Model of AD pathophysiology: How Aβ, tau, and other factors interact to contribute to the pathogenesis of AD. The Aβ peptide is produced from the transmembrane protein APP via cleavage by 2 enzymes, β-secretase and γ-secretase. Cleavage of APP by α-secretase prevents Aβ production. Presenilin is the active enzymatic component of the γ-secretase complex and cleaves APP at several sites within the membrane to produce Aβ peptides of different lengths such as Aβ38, Aβ40, and Aβ42. Several mutations in APP that are just outside of the Aβ region or within the coding sequence of Aβ cause forms of familial AD. Blue colored amino acids in APP/Aβ amino acid sequence represent the normal amino acids present in APP and the green colored amino acids below the normal sequence represent the amino acids that cause familial AD or CAA. Aβ is predominantly produced from APP within endosomes and a variety of molecules including the receptors LRP1 and SORL1 can influence Aβ levels. Synaptic activity also directly regulates Aβ levels. There is evidence that the Aβ aggregation is influenced by the Aβ binding molecules apoE and clusterin which likely interact in the extracellular space of the brain. A variety of molecules and processes affect Aβ clearance from the interstitial fluid (ISF) that is present in the extracellular space of the brain including neprilysin and insulin-degrading enzyme (IDE) as well as CSF and ISF bulk flow. LRP1 and RAGE appear to influence Aβ transport across the blood-brain-barrier. Aβ concentration and species (Aβ42 is more fibrillogenic) influences its aggregation. Once it aggregates into oligomers and fibrils, it can be directly toxic to cells, induce inflammation, and exacerbate the conversion of soluble tau to aggregated tau via unclear mechanisms.
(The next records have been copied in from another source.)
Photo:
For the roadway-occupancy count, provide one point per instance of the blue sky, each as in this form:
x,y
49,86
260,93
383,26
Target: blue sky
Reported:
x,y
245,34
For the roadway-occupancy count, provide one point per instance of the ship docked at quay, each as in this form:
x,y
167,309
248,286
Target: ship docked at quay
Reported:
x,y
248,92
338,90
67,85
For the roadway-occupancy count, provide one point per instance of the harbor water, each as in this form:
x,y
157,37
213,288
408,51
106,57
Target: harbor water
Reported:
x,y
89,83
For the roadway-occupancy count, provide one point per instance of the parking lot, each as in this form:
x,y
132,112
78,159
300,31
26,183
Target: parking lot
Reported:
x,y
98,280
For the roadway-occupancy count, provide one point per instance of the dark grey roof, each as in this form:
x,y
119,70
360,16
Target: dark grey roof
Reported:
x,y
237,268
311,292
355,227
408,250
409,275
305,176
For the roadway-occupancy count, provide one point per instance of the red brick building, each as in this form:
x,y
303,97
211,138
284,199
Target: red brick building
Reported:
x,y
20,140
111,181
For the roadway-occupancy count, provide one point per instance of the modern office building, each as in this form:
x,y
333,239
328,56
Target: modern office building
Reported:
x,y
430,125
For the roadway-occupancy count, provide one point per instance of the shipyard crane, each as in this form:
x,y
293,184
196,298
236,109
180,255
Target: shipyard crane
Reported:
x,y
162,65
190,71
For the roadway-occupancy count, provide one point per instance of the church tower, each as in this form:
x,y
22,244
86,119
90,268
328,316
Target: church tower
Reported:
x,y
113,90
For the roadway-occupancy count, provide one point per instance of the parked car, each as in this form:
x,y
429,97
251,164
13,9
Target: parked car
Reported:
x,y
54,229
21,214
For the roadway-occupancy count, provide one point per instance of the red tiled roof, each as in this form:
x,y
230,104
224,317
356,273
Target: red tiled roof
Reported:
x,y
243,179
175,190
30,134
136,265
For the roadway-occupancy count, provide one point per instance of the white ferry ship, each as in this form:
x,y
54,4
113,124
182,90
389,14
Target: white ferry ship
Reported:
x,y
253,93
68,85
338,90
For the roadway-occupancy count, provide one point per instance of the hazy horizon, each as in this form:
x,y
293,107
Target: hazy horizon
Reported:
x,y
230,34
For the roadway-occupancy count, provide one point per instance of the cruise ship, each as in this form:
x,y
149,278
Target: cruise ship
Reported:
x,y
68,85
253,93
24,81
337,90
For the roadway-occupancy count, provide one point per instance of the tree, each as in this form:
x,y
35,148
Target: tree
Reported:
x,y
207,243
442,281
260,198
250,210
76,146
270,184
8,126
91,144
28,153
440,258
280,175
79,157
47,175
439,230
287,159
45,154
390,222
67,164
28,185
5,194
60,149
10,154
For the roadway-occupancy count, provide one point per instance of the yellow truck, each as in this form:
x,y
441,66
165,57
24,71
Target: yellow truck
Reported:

In addition to Aβ, a variety of factors influence tau aggregation and toxicity including tau levels, sequence, and its phosphorylation state.

Figure 3

Model of the time course of biomarker changes that occur in AD in relation to the cognitive and clinical changes. Over time, in cognitively normal people that is going to develop dementia due to AD, one of the first things that occurs is the initiation of Aβ aggregation in the brain in the form of amyloid plaques. Over years, while people are still cognitively normal, amyloid plaques continue to accumulate. At some point, perhaps ~ 5 years prior to any clearcut cognitive decline, tau accumulation begins to increase in the neocortex, inflammation and oxidative stress increase, and brain network connections and metabolism begin to decline. Neuronal and synaptic loss also begins to occur as well as brain atrophy. This period when AD-type pathology is building up yet a person is cognitively normal is termed “preclinical” AD. As these changes continue to accumulate, once there is enough neuronal and synaptic dysfunction as well as cell loss, very mild dementia becomes clinically detectable. At this time, amyloid deposition has almost reached its peak. As dementia worsens to mild, moderate (mod), and severe (sev) stages, there is increasing neurofibrillary tangle formation as well as increasing neuronal and synaptic dysfunction, inflammation, cell death, and brain atrophy. Modified figure reprinted with permission from R. J. Perrin et al., Nature 461, 916–922 (2009).